就算下一個不是自己,那下下一個,就是自己了,是不是!
自己也會被割,下,頭,顱,懸掛在高墻之上!
柳程忠自身的恐懼將他漸漸的淹沒,他癱倒在地,幸虧柳府的家丁將他扶著,喊著他:“老爺,老爺,您沒事吧。”
但他緩不過來。
他覺得那個殺了柳釋衣,戈下柳釋衣頭顱的不是顏樂,是穆凌繹!
他就在在自己的面前,他的目光,就好似一把刀,下一瞬就會朝著自己的脖頸坎下來。
柳程忠的意識已經由不得自己支配了,他小心翼翼,顫抖的望向穆凌繹。
穆凌繹深邃的眼眸里,染上了無邊的黑暗和殺意。
他故意讓柳程忠直視自己的目光,與自己對視,然后用目光恐嚇著他。
梁啟珩就在一旁,他看著穆凌繹明明只說了一句話,明明已經不做言語了,但他周身的寒氣和戾氣,卻在不斷的攀升。他的目光帶著恨意,帶著明顯,但旁人卻挑不出一絲毛病的冷漠,直射著柳程忠。
他不知道為什么,覺得這樣的穆凌繹,和顏樂眼里那里穆凌繹,有些不同了。
她一不在,他的柔情全都不見了。
甚至她眼里,他可以對蘇祁琰的仁慈,也不見了。
他根本就不是一個仁慈的人。
他的心,充滿殺戮,充滿黑暗。
“穆統領,”梁啟珩低聲叫了一聲,但還想繼續開口,就被穆凌繹打斷。
“還請五皇子允許柳大人先退避緩解一下,這里待會會更加的血腥。”他微鞠身,做著請命的姿態。

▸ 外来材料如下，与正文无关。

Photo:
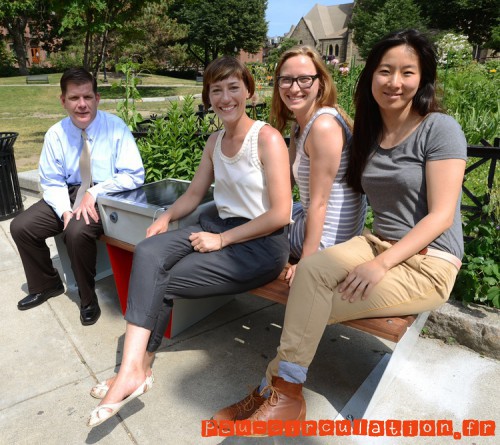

梁啟珩沒理由拒絕,他看著向失神,癱軟得得家丁攙扶才能勉強站著的柳程忠,答應了穆凌繹的要求。
“穆統領考慮得周到,你們先把柳大人扶回去休息吧。”他聲音同樣透著冷氣,但與穆凌繹的疏遠不同,多了幾分威嚴。
他是皇子,天之驕子。
他與任何人都是不同的。
穆凌繹在梁啟珩答應之后,不再去管退到大堂一側去休息的柳程忠,直接命令秦匡。
“秦匡,將那包裹取下,打開看看。”
秦匡恭敬的鞠身,隨后便是一躍,將系在橫梁之上的包裹取了下來,當著全部人的面,將包裹放在茶桌之上打開,讓包裹里鮮雪淋淋的人頭徹底的暴露在眾人的面前。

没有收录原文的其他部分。